You are viewing a plain text version of this content. The canonical link for it is here.
Posted to commits@kafka.apache.org by ju...@apache.org on 2021/03/31 22:28:49 UTC

[kafka] branch trunk updated: KAFKA-12575: Eliminate Log.isLogDirOffline boolean attribute (#10430)

This is an automated email from the ASF dual-hosted git repository.

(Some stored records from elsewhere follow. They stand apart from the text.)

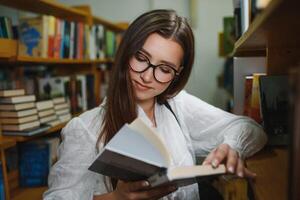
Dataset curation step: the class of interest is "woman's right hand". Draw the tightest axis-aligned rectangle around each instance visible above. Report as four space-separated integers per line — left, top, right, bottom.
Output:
112 180 177 200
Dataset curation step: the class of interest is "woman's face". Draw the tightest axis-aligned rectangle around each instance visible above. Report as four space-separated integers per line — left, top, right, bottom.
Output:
129 33 183 103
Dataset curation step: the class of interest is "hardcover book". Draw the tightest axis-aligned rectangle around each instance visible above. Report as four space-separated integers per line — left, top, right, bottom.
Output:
259 76 289 145
2 125 50 136
0 108 37 118
0 95 35 104
0 102 35 111
0 89 25 97
89 118 226 187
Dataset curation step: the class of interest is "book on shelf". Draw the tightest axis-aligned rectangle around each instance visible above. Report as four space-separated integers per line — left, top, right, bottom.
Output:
0 108 37 117
0 16 14 39
36 100 54 111
52 97 66 104
243 76 253 116
1 120 40 131
0 102 35 111
55 108 70 115
18 15 48 58
249 73 266 124
0 115 38 124
0 89 25 97
223 16 235 56
46 119 62 127
0 95 35 104
2 125 50 136
54 102 70 110
40 115 57 124
259 75 290 145
38 108 55 117
89 118 226 186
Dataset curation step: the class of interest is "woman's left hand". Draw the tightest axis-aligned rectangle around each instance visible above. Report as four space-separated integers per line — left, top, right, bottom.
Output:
202 144 256 178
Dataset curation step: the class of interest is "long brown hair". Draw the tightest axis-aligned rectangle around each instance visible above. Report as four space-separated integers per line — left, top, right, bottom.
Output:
97 9 194 189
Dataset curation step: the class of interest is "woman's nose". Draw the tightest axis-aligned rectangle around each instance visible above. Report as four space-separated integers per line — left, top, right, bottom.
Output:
140 67 154 82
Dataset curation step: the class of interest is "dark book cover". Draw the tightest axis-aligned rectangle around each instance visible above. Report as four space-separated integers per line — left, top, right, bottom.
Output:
63 21 71 58
259 76 289 144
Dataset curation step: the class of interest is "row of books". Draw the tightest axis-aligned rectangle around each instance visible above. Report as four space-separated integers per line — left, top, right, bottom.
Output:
0 89 71 136
244 73 289 144
0 67 96 114
0 16 14 39
18 15 120 59
233 0 271 38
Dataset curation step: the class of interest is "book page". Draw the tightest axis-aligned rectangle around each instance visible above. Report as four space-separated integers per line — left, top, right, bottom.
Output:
105 124 168 168
129 118 171 166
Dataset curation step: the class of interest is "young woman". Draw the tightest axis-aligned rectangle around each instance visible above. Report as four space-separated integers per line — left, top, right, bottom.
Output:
44 10 266 200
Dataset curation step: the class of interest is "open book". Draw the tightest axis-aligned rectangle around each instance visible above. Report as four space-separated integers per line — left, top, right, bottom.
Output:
89 118 226 186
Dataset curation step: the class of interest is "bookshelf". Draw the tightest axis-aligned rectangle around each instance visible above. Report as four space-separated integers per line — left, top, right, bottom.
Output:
0 0 127 200
233 0 300 199
0 38 17 61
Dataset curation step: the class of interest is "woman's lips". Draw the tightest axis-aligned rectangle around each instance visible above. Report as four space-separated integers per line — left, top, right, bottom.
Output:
134 81 151 90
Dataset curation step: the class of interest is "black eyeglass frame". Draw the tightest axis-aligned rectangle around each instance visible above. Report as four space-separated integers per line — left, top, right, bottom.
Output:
128 51 180 83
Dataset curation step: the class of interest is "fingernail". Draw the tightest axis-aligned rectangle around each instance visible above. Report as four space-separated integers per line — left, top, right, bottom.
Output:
211 159 219 167
143 181 150 187
228 166 234 173
238 172 244 178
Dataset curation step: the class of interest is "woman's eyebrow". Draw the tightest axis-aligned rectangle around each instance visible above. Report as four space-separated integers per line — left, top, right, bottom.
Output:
141 48 176 69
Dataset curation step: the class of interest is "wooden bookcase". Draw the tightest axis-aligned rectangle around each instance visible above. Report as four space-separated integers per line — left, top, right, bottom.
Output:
0 0 127 200
233 0 300 200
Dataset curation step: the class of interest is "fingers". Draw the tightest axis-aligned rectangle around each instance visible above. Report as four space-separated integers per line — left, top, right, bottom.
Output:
226 149 239 173
202 144 256 178
203 144 230 167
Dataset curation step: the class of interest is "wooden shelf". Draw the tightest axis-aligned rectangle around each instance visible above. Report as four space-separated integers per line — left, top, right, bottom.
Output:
0 0 87 22
246 147 288 200
0 138 16 149
11 187 47 200
233 0 300 56
0 38 17 59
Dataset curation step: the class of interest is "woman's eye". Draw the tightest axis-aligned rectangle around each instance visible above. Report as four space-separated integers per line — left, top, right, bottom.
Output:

junrao pushed a commit to branch trunk
in repository https://gitbox.apache.org/repos/asf/kafka.git


The following commit(s) were added to refs/heads/trunk by this push:
     new b6278ee  KAFKA-12575: Eliminate Log.isLogDirOffline boolean attribute (#10430)
b6278ee is described below

commit b6278ee79da722f85aaefe7755a2be920887175c
Author: Kowshik Prakasam <kp...@confluent.io>
AuthorDate: Wed Mar 31 15:26:40 2021 -0700

    KAFKA-12575: Eliminate Log.isLogDirOffline boolean attribute (#10430)
    
    This PR is a precursor to the recovery logic refactor work (KAFKA-12553).
    
    I have made a change to eliminate Log.isLogDirOffline attribute. This boolean also comes in the way of refactoring the recovery logic. This attribute was added in #9676. But it is redundant and can be eliminated in favor of looking up LogDirFailureChannel to check if the logDir is offline. The performance/latency implication of such a ConcurrentHashMap lookup inside LogDirFailureChannel should be very low given that ConcurrentHashMap reads are usually lock free.
    
    Tests:
    Relying on existing unit/integration tests.
    
    Reviewers: Dhruvil Shah <dh...@confluent.io>, Jun Rao <ju...@gmail.com>
---
 core/src/main/scala/kafka/log/Log.scala                 | 17 ++++-------------
 .../main/scala/kafka/server/LogDirFailureChannel.scala  |  4 ++++
 2 files changed, 8 insertions(+), 13 deletions(-)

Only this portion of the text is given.